1 # Semantic Segmentation
3 Semantic segmentation assigns a class to each pixel of the image. It is useful for tasks such as lane detection, road segmentation etc.
5 Commonly used Training/Validation commands are listed in the file [run_segmentation.sh](../run_segmentation.sh). Uncommend one line and run the file to start the run.
7 ## Model Configurations
8 A set of common example model configurations are defined for all pixel to pixel tasks. These models can support multiple inputs (for example image and optical flow) as well as support multiple decoders for multi-task prediction (for example semantic segmentation + depth estimation + motion segmentation).
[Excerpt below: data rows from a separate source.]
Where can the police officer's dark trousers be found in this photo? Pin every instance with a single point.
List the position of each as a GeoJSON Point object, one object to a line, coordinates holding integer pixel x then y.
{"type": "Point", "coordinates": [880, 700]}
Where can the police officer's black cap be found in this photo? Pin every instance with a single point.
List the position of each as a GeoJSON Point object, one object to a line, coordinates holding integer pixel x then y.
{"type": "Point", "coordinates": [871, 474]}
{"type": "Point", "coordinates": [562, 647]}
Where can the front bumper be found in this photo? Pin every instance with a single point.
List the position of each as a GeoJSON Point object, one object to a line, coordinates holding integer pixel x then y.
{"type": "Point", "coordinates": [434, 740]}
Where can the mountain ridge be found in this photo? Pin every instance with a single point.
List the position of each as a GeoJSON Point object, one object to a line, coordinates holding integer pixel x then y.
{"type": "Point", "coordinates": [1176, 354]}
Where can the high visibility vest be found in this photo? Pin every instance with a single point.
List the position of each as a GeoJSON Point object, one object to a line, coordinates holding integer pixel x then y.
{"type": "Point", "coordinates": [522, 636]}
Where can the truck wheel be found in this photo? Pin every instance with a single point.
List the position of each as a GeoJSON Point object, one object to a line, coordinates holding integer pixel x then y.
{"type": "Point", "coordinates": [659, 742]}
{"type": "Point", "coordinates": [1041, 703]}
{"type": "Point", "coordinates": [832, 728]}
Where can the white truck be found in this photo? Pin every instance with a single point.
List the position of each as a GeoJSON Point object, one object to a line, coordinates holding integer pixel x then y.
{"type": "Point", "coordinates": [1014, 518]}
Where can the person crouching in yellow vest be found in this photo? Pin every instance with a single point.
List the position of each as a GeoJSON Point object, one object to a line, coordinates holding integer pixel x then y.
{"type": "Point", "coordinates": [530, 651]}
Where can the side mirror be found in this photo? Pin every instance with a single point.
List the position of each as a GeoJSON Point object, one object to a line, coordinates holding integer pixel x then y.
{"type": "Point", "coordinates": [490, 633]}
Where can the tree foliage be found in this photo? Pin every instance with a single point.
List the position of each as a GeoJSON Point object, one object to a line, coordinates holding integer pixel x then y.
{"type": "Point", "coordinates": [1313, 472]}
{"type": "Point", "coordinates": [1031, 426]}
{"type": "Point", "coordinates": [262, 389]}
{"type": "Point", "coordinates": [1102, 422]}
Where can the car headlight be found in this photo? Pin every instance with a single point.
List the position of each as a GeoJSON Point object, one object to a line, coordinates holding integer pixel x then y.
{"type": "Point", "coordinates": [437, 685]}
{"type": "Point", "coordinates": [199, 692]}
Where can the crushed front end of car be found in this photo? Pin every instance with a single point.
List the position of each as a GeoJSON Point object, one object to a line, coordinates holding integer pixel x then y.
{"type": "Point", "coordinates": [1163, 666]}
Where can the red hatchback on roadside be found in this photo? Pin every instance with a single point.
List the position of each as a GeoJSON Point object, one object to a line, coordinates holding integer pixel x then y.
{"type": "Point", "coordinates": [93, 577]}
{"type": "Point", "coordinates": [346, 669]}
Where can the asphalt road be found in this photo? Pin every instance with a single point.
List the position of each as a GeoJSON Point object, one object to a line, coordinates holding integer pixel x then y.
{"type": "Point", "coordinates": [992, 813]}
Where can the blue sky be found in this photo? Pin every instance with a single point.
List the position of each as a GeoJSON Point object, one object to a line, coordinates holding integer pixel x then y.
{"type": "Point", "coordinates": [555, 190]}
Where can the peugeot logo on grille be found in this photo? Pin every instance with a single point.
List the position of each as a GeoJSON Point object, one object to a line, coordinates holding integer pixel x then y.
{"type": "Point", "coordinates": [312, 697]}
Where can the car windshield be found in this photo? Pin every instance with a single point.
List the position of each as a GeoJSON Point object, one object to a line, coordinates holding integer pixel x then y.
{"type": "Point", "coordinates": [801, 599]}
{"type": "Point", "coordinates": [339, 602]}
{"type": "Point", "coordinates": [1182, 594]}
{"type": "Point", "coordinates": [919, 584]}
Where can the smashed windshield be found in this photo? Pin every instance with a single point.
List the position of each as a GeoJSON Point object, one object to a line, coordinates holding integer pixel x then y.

10 Whether to use multiple inputs or how many decoders to use are fully configurable. This framework is also flexible to add different model architectures or backbone networks. Some of the model configurations are currently available are:<br>
11 * **deeplabv3lite_mobilenetv2_tv**: (default) This model is mostly similar to the DeepLabV3+ model [[6]] using MobileNetV2 backbone. The difference with DeepLabV3+ is that we removed the convolutions after the shortcut and kep one set of depthwise separable convolutions to generate the prediction. The ASPP module that we used is a lite-weight variant with depthwise separable convolutions (DWASPP). We found that this reduces complexity without sacrificing accuracy. Due to this we call this model DeepLabV3+(Lite) or simply DeepLabV3Lite. (Note: The suffix "_tv" is used to indicate that our backbone model is from torchvision)<br>
12 * **fpnlite_pixel2pixel_aspp_mobilenetv2_tv**: This is similar to Feature Pyramid Network [[3]], but adapted for pixel2pixel tasks. We stop the decoder at a stride of 4 and then upsample to the final resolution from there. We also use DWASPP module to improve the receptive field. We call this model FPNPixel2Pixel.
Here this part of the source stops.